Le droit de la concurrence européen n’a jamais instauré la concurrence par les prix comme seul modèle de concurrence. La Cour de justice a toujours reconnu que la concurrence par la qualité et l’innovation méritait d’être promue sans être totalement sacrifiée à la concurrence par les prix (CJCE, 25 oct. 1977, LawLex200204119JBJ, aff. Metro I et CJCE, 22 oct. 1986, LawLex200204052JBJ, aff. Metro II). Il est donc particulièrement important que le plus grand nombre d’opérateurs répondent d’ici au 18 novembre 2016 au rapport préliminaire de la Commission sur le commerce électronique pour rappeler les aspects pro-concurrentiels de la distribution sélective et la nécessité de conserver ce système de vente de façon pérenne et efficiente dans l’intérêt de l’innovation et de la qualité du service de pré-vente, de vente et d’après-vente.
2. Etre en mesure de produire les contrats de distribution sélective signés.
La preuve de la licéité du réseau pèse sur le fournisseur. Il doit donc produire des contrats de distribution sélective signés, comportant une clause d’interdiction de revente hors réseau s’il veut agir contre des revendeurs hors réseau, applicables à l’époque des faits en litige. L’absence de clause d’interdiction de revente hors réseau ou l’impossibilité de produire un nombre significatif de contrats sont rédhibitoires (V. aff. Coty préc.).
3. Etablir la détention de parts de marché compatibles avec le bénéfice de l’exemption par catégorie.
Si la tête de réseau revendique l’exemption de plein droit du règlement restrictions verticales 330/2010, elle doit prouver qu’elle détient une part de marché inférieure à 30 % qui justifie le bénéfice de l’exemption catégorielle. A défaut, celle-ci sera refusée, et il sera très difficile de démontrer que l’entreprise respecte les conditions d’une exemption individuelle.
4. Contrôler régulièrement la rédaction de ses contrats pour en éliminer les clauses noires.
Avec le temps, le droit de la concurrence devient plus sévère. Des clauses admises il y a 10 ou 20 ans, comme l’interdiction de vente aux comités d’entreprise, ne le sont plus aujourd’hui (V. aff. Coty, préc.).
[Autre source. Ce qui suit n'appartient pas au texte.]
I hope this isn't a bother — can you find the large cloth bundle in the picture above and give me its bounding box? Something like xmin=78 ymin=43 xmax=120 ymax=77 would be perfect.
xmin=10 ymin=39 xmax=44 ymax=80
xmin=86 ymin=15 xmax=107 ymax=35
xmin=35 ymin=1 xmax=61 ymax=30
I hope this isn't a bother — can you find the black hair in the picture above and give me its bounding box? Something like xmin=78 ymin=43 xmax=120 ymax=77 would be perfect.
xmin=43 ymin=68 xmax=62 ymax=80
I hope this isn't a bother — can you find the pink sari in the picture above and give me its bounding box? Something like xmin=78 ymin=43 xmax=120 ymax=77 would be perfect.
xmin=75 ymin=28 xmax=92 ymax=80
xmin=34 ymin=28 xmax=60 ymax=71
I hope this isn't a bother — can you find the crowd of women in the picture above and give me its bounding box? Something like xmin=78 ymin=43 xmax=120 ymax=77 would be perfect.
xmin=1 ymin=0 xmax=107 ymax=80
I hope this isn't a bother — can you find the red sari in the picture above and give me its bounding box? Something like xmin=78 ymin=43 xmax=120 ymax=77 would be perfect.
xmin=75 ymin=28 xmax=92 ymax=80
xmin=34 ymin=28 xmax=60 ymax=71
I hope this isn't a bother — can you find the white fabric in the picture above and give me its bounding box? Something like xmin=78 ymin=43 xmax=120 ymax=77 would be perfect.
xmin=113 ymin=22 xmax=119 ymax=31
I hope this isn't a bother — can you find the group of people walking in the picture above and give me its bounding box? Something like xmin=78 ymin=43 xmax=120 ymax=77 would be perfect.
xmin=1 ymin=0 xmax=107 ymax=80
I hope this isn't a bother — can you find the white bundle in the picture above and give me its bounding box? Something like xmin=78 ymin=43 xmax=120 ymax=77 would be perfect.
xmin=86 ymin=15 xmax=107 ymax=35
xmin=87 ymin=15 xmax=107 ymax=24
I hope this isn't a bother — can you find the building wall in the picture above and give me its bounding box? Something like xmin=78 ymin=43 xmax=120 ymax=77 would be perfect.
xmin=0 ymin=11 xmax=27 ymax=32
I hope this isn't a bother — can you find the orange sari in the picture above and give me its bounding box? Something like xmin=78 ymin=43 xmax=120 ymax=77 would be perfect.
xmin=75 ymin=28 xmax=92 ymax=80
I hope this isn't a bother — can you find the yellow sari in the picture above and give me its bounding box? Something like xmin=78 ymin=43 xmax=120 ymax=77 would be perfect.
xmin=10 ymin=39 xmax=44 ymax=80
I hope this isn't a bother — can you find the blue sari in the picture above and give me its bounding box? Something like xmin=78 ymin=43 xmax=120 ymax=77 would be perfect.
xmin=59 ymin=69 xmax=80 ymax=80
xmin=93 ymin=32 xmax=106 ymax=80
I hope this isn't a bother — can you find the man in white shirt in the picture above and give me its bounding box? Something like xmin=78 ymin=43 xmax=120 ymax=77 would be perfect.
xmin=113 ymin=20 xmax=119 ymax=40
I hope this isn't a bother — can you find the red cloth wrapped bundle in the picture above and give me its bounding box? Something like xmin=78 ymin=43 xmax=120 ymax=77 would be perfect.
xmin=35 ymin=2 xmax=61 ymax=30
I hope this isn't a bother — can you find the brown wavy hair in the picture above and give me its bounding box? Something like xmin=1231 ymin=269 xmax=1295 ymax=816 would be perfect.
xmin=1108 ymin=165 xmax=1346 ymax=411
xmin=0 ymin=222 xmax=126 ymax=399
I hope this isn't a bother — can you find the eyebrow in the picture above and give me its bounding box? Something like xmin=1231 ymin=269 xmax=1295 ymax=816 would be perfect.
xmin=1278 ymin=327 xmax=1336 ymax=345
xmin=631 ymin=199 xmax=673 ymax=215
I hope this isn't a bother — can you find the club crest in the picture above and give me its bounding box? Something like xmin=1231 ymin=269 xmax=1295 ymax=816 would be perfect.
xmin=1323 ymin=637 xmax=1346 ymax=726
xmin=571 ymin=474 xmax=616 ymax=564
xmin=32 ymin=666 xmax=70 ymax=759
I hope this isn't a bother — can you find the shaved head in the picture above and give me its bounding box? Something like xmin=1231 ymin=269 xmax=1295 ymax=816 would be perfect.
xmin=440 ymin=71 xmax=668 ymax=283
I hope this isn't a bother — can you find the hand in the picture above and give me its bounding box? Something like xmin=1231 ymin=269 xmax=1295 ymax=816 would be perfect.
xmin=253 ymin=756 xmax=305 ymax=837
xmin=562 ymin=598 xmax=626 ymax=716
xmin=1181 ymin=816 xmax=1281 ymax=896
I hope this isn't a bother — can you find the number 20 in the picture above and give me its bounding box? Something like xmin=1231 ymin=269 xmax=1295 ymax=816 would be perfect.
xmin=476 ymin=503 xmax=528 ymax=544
Il est donc prudent de décharger les distributeurs d’obligations susceptibles de remettre en cause le bénéfice de l’exemption.
5. Limiter l’interdiction de revente hors réseau aux territoires sélectifs.
En cas de distribution mixte au sein de l’EEE (sélective dans certains pays, exclusive dans d’autres), il est important de limiter l’interdiction de revente hors réseau aux territoires sélectifs (V. aff. Coty, préc.).
6. Adopter un comportement prudent quant aux restrictions de vente sur les places de marché.
La Cour de justice est saisie d’une question préjudicielle sur la validité des interdictions de vente sur les places de marché (aff. C-230/16). Même si la Commission adopte une approche plus mesurée que certaines autorités nationales de concurrence (V. not., l’opposition totale du BKA allemand), la prudence milite aujourd’hui, dans l’attente de la décision de la Cour de justice, pour une attitude modérée. Il est ainsi recommandé aux têtes de réseau de se limiter à fixer des critères qualitatifs proportionnés pour les ventes sur les places de marché. Une deuxième solution plus engagée consiste à différencier selon les places de marchés. En effet, celles-ci interviennent aujourd’hui dans leur quasi-totalité en qualité de revendeurs hors réseau ou de mandataires des distributeurs. Plutôt qu’une interdiction générale et absolue de revente sur les places de marché, la tête de réseau rappellera l’interdiction de revente aux tiers au réseau et visera notamment les places de marché qui opèrent en qualité de revendeurs. En-dessous de 30 % de parts de marché, le recours à une distribution sélective qualitative et quantitative qui limite le nombre de points de vente et n’autorise pas les distributeurs agréés à nommer des sous-distributeurs ou des mandataires pour la revente des produits contractuels constitue une option à envisager, sans préjudice de la faculté d’exiger le respect de critères qualitatifs pour toute vente en ligne.